The results of the study have important policy implications for the Indonesian government in designing an effective sustainable development strategy, namely, (1) prioritising the acceleration of renewable energy. Given its substantial impact in reducing emissions, the government must place the energy transition as a top priority. The necessary policies include simplifying regulations, offering attractive fiscal incentives for renewable energy investors, and developing network infrastructure to support the intermittent integration of renewable energy sources. (2) FDI is sought to go towards the green sector. The results show that FDI contributes to increased emissions, serving as a strong signal for governments to reform their investment policies. It is necessary to implement strict green investment criteria, where investment incentives should be associated with environmental performance.

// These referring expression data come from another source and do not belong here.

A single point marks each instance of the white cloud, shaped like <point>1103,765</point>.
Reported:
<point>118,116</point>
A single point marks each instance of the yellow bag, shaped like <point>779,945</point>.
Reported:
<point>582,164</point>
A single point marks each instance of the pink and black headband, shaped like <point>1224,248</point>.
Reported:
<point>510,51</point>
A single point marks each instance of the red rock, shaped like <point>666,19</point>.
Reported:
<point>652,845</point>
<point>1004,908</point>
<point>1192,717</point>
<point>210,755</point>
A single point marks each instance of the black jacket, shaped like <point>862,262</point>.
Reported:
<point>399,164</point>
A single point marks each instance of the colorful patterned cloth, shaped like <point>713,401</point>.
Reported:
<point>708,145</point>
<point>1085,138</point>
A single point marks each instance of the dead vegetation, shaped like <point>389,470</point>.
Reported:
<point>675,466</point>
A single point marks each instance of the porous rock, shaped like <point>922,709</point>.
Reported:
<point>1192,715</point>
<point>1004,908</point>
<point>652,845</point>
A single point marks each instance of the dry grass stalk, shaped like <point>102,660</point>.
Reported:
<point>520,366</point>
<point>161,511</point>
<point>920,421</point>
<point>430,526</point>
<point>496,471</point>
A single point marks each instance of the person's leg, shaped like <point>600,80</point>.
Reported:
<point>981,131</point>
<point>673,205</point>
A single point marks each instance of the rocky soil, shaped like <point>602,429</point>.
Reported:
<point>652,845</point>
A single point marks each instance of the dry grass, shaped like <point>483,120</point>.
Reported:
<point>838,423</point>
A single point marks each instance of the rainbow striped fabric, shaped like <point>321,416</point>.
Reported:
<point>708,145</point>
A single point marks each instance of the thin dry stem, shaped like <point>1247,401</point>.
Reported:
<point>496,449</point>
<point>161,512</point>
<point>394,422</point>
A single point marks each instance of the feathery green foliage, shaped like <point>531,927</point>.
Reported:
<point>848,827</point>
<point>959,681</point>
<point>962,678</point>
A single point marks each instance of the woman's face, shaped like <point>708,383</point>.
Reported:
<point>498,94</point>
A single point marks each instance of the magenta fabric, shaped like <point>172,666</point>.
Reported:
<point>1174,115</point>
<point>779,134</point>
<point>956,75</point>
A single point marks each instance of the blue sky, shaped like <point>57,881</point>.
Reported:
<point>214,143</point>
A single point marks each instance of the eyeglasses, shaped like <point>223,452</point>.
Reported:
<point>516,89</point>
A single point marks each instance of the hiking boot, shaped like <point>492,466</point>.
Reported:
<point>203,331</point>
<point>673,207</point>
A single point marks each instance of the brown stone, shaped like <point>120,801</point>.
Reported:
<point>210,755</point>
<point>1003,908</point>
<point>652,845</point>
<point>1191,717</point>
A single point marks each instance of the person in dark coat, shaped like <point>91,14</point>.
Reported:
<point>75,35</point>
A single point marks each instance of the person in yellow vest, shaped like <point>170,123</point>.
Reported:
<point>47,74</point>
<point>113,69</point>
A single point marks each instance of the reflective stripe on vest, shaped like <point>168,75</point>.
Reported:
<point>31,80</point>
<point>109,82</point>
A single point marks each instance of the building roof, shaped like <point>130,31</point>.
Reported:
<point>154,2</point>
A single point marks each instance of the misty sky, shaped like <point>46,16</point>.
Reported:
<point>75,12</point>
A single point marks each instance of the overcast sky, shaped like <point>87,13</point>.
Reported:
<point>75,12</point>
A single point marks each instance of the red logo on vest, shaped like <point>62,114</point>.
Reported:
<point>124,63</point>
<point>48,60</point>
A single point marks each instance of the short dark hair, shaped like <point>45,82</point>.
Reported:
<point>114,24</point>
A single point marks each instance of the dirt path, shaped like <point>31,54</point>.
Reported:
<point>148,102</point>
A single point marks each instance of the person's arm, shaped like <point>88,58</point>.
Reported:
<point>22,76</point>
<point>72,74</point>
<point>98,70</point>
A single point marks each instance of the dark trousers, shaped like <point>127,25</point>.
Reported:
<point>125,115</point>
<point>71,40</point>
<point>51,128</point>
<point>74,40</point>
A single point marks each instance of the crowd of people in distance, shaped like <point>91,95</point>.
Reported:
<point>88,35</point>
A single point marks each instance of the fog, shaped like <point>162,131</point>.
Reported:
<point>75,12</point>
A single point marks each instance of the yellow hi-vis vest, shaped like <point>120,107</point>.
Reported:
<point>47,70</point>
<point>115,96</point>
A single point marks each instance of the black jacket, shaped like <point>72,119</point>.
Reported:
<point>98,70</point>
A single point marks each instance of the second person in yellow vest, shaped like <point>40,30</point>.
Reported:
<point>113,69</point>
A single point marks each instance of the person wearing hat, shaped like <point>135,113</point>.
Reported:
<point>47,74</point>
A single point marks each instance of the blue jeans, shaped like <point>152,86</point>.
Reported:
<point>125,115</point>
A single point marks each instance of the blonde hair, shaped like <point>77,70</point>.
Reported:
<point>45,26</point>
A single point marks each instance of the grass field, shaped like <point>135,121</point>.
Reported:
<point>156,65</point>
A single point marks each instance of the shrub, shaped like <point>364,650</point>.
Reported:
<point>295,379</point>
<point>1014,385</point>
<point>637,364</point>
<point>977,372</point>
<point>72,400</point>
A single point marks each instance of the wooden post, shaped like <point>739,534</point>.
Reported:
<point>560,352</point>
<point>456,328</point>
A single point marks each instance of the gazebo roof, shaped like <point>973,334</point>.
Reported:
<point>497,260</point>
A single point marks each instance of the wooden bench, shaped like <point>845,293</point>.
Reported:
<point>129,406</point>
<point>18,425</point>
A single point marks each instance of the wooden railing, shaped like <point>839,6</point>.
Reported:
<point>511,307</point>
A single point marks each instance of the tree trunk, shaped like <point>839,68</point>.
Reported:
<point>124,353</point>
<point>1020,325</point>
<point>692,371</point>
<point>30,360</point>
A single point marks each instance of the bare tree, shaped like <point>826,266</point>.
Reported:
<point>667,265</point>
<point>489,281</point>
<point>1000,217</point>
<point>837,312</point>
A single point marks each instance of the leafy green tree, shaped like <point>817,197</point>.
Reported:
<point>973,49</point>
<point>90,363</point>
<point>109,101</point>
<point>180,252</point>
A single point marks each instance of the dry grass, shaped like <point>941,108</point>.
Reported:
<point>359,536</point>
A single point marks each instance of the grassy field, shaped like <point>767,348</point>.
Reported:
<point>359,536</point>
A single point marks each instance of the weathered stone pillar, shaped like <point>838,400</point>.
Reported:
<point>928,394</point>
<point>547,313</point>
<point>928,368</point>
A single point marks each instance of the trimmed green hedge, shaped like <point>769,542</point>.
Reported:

Governments can create green investments to attract FDI to sectors that support low-carbon economies, such as electric vehicle manufacturing, energy efficiency, and the recycling industry. (3) Encourage green economic growth. The positive relationship between economic growth and emissions highlights the need for a paradigm shift from conventional growth to sustainable or green growth. Policies should be geared towards promoting clean technology innovation, supporting the circular economy, and implementing policy instruments such as carbon taxes or cap-and-trade to internalize the environmental costs of economic activities. And (4) prudent policy calibration. The high speed of system adjustment implies that policies must be designed and implemented with great care. Drastic policy changes can trigger unwanted volatility. A more gradual approach, accompanied by a strong monitoring and evaluation mechanism, is more advisable to ensure stability while still moving towards long-term goals.